Me estaba acomodando en una de esas mesas de actividades de los aeropuertos con taburetes altos y enchufes eléctricos en la puerta de embarque de mi vuelo, esperando a que el agente anunciara el abordaje, cuando sentí que se avecinaba una tormenta en el vértice de mis nalgas. Era mi último vuelo después de haber estado fuera de casa en una gira literaria en mayo. Durante las dos últimas semanas, no me había levantado mucho de la silla, debido a todas las publicaciones, podcasts, escritos y desplazamientos tensos y nerviosos que implica la publicación de un libro. Pero me había movido bien del avión al hotel y de ahí a la librería. Incluso me había propuesto ir andando a las librerías desde los hoteles y volver, para dar rienda suelta a una especie de fantasía a lo Walt Whitman.

Pero ahora, en el último momento, saltaron las alarmas. Me dolía como si me hubiera dado un fuerte golpe en el coxis, como me ocurrió una vez después de saltar con una cámara de llanta y caer de culo sobre nieve dura. Pero no había ningún incidente al que atribuir el dolor. Había aparecido de improviso. Y ahora no solo me dolía sentarme ante dos horas de asiento obligatorio, sino que el dolor aumentaba a cada minuto.

Me pasé el vuelo tambaleándome hacia delante en el asiento, con todo el peso desplazado hacia una pierna, meciéndome hacia delante y hacia atrás todo lo que podía sin parecer que estaba experimentando una alucinación religiosa. Cuando tuve que levantarme, era todo lo que podía hacer para no gritar: por mucho que me doliera estar sentada, levantarme me provocaba un radical solo de guitarra en el coxis.

En aquel momento, llevaba unos cuatro meses después de dar a luz a mi primer hijo y, en general, me había recuperado estupendamente. Tenía unos músculos pélvicos de acero, gracias a más de una década levantando pesas, práctica que continué hasta dos semanas antes de dar a luz. Hacía apenas un par de meses que había vuelto a levantar pesas (levantamiento de pesas, sentadillas, press de banca, press de barra, de vez en cuando algunas barras o dominadas), pero todo había ido bien.

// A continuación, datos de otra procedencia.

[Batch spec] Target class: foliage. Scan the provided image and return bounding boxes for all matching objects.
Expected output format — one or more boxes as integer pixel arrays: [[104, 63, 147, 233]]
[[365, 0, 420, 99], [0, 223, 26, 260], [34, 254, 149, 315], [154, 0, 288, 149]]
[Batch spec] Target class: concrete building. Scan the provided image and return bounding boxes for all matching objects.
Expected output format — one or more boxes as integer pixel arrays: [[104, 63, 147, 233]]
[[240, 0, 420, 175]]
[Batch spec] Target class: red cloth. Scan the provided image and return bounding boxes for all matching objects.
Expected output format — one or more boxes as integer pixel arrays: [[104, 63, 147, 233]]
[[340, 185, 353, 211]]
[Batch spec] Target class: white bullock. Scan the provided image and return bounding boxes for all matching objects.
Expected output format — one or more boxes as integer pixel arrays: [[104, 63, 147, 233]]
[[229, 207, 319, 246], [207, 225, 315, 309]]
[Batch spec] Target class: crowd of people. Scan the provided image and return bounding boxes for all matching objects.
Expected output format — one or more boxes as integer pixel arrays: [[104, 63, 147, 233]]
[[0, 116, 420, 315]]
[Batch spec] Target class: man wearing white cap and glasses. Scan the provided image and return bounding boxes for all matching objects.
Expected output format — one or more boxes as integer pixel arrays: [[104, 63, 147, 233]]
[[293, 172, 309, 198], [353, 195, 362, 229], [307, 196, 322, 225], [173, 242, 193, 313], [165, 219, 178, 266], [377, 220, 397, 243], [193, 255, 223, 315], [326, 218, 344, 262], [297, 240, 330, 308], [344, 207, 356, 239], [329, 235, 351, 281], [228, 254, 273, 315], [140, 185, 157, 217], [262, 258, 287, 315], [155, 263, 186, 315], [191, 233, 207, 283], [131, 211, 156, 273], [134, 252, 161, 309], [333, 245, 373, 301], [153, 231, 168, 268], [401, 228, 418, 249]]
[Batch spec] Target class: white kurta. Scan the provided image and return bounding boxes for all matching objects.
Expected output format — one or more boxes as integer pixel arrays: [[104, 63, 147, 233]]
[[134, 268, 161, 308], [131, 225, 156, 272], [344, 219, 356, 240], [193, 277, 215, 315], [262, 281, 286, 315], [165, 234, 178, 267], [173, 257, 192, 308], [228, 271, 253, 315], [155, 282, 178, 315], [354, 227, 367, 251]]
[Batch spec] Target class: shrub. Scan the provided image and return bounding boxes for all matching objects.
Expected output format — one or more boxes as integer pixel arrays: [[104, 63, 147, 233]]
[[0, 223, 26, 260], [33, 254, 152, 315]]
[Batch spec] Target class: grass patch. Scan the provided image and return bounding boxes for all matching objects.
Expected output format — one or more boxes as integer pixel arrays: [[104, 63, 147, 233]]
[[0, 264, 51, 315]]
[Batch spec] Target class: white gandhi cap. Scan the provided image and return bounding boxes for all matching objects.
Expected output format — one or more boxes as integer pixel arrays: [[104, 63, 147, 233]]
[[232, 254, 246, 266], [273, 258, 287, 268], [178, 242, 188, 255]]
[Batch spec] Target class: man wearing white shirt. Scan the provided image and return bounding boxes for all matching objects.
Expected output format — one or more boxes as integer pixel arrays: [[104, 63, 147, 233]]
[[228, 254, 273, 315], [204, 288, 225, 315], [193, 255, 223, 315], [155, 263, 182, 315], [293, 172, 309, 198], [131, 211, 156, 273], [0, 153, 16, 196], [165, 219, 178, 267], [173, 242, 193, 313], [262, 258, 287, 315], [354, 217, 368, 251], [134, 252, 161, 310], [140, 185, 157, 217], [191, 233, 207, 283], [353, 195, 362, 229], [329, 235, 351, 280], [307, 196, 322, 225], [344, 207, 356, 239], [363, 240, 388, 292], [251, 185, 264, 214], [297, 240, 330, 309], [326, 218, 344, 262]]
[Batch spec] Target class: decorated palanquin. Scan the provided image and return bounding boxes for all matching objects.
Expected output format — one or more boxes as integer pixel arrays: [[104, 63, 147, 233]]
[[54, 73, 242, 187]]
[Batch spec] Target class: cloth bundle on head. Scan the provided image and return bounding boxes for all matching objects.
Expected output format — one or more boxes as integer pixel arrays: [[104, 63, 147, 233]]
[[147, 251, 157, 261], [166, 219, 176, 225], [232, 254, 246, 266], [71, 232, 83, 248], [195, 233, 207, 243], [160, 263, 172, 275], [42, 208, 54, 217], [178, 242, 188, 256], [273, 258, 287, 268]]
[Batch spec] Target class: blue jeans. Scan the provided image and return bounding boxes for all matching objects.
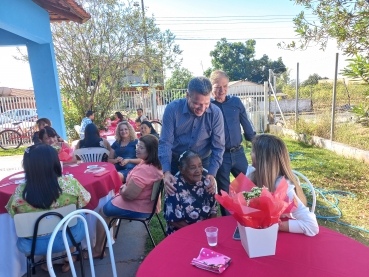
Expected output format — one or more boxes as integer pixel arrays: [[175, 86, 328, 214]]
[[17, 214, 86, 255], [215, 147, 248, 216], [170, 155, 210, 176], [103, 198, 151, 218]]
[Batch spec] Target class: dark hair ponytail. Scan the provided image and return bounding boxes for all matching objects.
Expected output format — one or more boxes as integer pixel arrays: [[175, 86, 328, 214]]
[[23, 143, 62, 206]]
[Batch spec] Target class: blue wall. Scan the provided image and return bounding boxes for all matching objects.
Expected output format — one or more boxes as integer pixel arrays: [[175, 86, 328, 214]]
[[0, 0, 67, 139]]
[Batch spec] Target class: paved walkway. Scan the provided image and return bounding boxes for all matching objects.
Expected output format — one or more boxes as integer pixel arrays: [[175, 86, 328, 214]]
[[0, 155, 147, 277], [23, 220, 147, 277]]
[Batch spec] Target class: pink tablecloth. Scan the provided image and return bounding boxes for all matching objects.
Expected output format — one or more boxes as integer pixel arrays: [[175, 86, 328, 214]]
[[136, 216, 369, 277], [0, 163, 122, 214]]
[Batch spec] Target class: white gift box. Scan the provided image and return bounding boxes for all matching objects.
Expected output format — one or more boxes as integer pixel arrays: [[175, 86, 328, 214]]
[[237, 222, 278, 258]]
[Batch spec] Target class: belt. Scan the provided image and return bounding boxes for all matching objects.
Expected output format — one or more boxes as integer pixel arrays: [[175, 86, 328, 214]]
[[225, 145, 242, 153]]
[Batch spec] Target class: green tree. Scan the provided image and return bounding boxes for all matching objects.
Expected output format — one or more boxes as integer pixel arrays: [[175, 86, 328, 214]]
[[204, 38, 286, 83], [165, 67, 193, 89], [301, 73, 328, 86], [343, 55, 369, 84], [16, 0, 182, 133], [278, 0, 369, 55]]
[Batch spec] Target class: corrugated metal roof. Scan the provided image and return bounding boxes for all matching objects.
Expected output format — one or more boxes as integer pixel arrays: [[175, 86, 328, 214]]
[[32, 0, 91, 23], [0, 87, 35, 97]]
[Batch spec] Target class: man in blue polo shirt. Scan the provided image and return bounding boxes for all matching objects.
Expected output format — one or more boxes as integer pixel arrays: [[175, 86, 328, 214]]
[[159, 77, 224, 194], [210, 70, 255, 215]]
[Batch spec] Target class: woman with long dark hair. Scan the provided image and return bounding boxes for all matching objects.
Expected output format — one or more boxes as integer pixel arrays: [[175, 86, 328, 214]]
[[6, 143, 91, 272], [86, 135, 163, 257], [38, 126, 77, 163], [75, 123, 113, 162], [140, 121, 159, 138], [32, 117, 64, 144], [248, 134, 319, 236]]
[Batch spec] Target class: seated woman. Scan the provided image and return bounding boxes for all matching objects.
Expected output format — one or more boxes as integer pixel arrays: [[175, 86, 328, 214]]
[[140, 121, 159, 138], [163, 150, 218, 235], [133, 118, 141, 132], [32, 118, 64, 144], [109, 121, 141, 182], [92, 135, 163, 257], [38, 126, 77, 163], [111, 112, 124, 128], [75, 123, 114, 162], [248, 134, 319, 236], [6, 143, 91, 272]]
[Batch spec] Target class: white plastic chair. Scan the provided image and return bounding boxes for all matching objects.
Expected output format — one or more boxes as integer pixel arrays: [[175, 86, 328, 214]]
[[292, 170, 316, 213], [74, 125, 81, 135], [46, 209, 117, 277], [73, 147, 110, 163]]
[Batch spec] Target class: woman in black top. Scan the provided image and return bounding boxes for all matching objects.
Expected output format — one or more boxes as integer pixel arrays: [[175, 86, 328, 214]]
[[32, 117, 64, 144], [75, 123, 112, 162]]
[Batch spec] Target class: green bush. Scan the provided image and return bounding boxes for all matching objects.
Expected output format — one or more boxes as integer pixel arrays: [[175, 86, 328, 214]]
[[63, 102, 82, 141]]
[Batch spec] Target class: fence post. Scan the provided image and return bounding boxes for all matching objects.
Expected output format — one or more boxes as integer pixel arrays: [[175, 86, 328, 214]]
[[263, 82, 269, 132], [151, 88, 158, 119], [295, 63, 299, 129], [331, 53, 338, 141]]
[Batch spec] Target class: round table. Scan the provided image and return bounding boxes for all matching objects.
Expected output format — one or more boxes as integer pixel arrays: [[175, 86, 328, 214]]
[[0, 162, 122, 214], [0, 163, 122, 277], [136, 216, 369, 277]]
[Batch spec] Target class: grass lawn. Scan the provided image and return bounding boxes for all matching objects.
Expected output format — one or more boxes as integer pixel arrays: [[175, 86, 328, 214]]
[[146, 138, 369, 253], [0, 146, 28, 157]]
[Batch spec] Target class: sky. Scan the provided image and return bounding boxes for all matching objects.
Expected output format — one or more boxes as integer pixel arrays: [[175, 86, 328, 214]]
[[0, 0, 347, 89]]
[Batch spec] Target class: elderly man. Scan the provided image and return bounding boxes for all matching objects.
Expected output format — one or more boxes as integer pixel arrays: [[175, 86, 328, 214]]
[[210, 70, 255, 215], [159, 77, 224, 194], [79, 111, 95, 139]]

Al principio pensé que el dolor desaparecería tan rápida y misteriosamente como había llegado. Sabía que, al igual que el cuerpo pasa por un proceso de relajación y expansión para prepararse para el parto, se vuelve a compactar lentamente durante varios meses después de que nazca el bebé. Supuse que quizá mi repentino sedentarismo había hecho que mi cuerpo se curase demasiado. Empecé a hacer estiramientos que encontré en internet para intentar separar los huesos de nuevo: el tobillo cruzado sobre la rodilla y la rodilla pegada al pecho; sentarme erguida con las piernas extendidas en el suelo en ángulo recto; las rodillas cruzadas una sobre otra como en una postura de loto demasiado entusiasta. De nuevo, pareció ayudarme un poco, pero el dolor persistía y empeoraba lo suficiente como para hacerme gritar cada vez que intentaba sentarme durante más de diez minutos. Esto era un problema, porque sentarme era, en cierto modo, mi medio de vida: como escritora, no podía escribir ni leer si no podía estar quieta. Al final, después de semanas tumbada en casa, concerté una cita con un fisioterapeuta que, tras conocer mis problemas, me remitió a un especialista en suelo pélvico.

¿Qué es el suelo pélvico?

El suelo pélvico no es una parte del cuerpo de la que yo haya crecido oyendo hablar. Y no pasó mucho tiempo antes de mi propio episodio del suelo pélvico cuando aprendí que todos tenemos uno: personas mayores, niños, mujeres, hombres. La mayoría de la gente está familiarizada con la actividad del suelo pélvico solo hasta los «Kegels», un movimiento de agarre semimístico que se recomienda practicar a las mujeres para ser buenas en el sexo y, lo que es más erróneo, para conseguir que un bebé salga por el canal del parto. Pero los Kegel solo captan un pequeño aspecto de lo que es capaz de hacer el suelo pélvico.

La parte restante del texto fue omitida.